Veröffentlicht am 7. Mai 2020 - 15:19 Uhr,
aktualisiert am 27. Mai 2020 - 17:40 Uhr
Neue Regeln ab 6. Juni
Am 27. Mai hat der Bundesrat weitere Lockerungen für die Gastronomie beschlossen. Ab dem 6. Juni können sich wieder mehr als vier Personen als Gruppe in einem Restaurant treffen. Aktivitäten wie Billard und Live-Musik sind ebenfalls ab diesem Datum erlaubt. Allerdings wird die Angabe der Kontaktdaten nicht mehr freiwillig sein. Der Betreiber des Restaurants muss pro Tisch die Personalien eines Gastes aufnehmen und so sicherstellen, dass bei Bedarf alle Kontakte nachverfolgt werden können. Ebenfalls ab dem 6. Juni sind Veranstaltungen mit bis zu 300 Menschen möglich, zum Beispiel auch Hochzeitsfeiern in Restaurants.

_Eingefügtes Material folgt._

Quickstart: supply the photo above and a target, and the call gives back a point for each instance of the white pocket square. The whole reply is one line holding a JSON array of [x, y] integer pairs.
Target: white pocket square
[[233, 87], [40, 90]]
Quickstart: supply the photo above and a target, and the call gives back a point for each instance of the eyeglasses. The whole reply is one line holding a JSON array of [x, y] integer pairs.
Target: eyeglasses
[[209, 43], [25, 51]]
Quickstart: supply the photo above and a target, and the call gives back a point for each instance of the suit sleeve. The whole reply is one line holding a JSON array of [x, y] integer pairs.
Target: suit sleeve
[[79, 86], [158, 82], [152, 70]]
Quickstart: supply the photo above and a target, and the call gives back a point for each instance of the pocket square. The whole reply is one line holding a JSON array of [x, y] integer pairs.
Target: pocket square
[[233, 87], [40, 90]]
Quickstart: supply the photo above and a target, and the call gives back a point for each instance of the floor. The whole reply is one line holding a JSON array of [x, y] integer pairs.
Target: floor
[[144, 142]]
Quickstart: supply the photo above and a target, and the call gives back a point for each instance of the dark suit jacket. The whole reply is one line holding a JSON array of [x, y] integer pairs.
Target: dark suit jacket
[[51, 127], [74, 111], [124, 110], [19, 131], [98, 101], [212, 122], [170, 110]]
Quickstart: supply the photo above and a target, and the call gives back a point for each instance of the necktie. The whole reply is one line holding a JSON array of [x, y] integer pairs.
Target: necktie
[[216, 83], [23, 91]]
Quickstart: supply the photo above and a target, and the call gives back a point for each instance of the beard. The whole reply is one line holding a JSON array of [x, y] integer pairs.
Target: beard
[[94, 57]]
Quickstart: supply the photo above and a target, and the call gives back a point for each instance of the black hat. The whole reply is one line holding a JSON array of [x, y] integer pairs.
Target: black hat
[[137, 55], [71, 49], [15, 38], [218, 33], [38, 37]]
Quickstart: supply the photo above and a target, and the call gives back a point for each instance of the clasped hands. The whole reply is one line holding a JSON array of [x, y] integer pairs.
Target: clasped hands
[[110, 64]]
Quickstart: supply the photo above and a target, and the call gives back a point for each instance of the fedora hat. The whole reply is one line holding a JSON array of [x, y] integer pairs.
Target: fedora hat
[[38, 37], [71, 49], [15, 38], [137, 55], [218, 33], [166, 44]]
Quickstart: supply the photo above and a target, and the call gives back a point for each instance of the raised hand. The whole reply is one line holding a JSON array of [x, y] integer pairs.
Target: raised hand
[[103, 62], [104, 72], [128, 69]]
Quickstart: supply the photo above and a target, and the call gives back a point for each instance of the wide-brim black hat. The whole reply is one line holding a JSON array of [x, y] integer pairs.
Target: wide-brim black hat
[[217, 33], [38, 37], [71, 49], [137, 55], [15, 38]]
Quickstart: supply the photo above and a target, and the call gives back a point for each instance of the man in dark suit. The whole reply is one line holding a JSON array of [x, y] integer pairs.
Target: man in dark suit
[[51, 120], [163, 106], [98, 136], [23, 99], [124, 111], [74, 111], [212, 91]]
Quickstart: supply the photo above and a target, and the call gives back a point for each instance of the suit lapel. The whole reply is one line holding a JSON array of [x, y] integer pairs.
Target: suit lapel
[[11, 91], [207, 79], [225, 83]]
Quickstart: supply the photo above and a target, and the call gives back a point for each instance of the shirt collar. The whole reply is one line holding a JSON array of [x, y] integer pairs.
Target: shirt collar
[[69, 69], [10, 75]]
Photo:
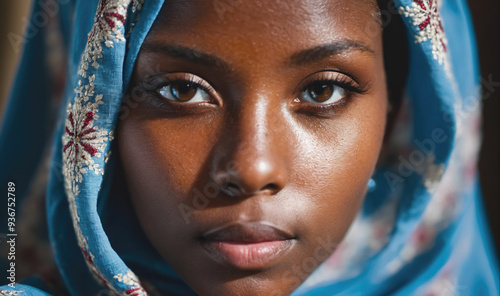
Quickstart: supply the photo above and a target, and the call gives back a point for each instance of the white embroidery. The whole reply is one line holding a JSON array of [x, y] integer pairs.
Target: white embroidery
[[82, 139], [108, 21], [425, 15]]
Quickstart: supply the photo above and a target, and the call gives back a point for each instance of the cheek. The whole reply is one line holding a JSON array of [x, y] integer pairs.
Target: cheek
[[161, 166], [334, 164]]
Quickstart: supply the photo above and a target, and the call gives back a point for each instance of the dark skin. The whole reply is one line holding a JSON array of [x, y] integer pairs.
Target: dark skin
[[281, 116]]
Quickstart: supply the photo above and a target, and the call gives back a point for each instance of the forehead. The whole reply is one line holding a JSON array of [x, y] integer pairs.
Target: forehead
[[277, 18]]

Weiterhin gilt: die Gäste dürfen nur im Sitzen essen und trinken, alle Lokale müssen um Mitternacht schliessen. Auch Discos und Clubs müssen diese Sperrstunde einhalten. Sie müssen ausserdem Präsenzlisten führen, und pro Abend sind maximal 300 Eintritte möglich.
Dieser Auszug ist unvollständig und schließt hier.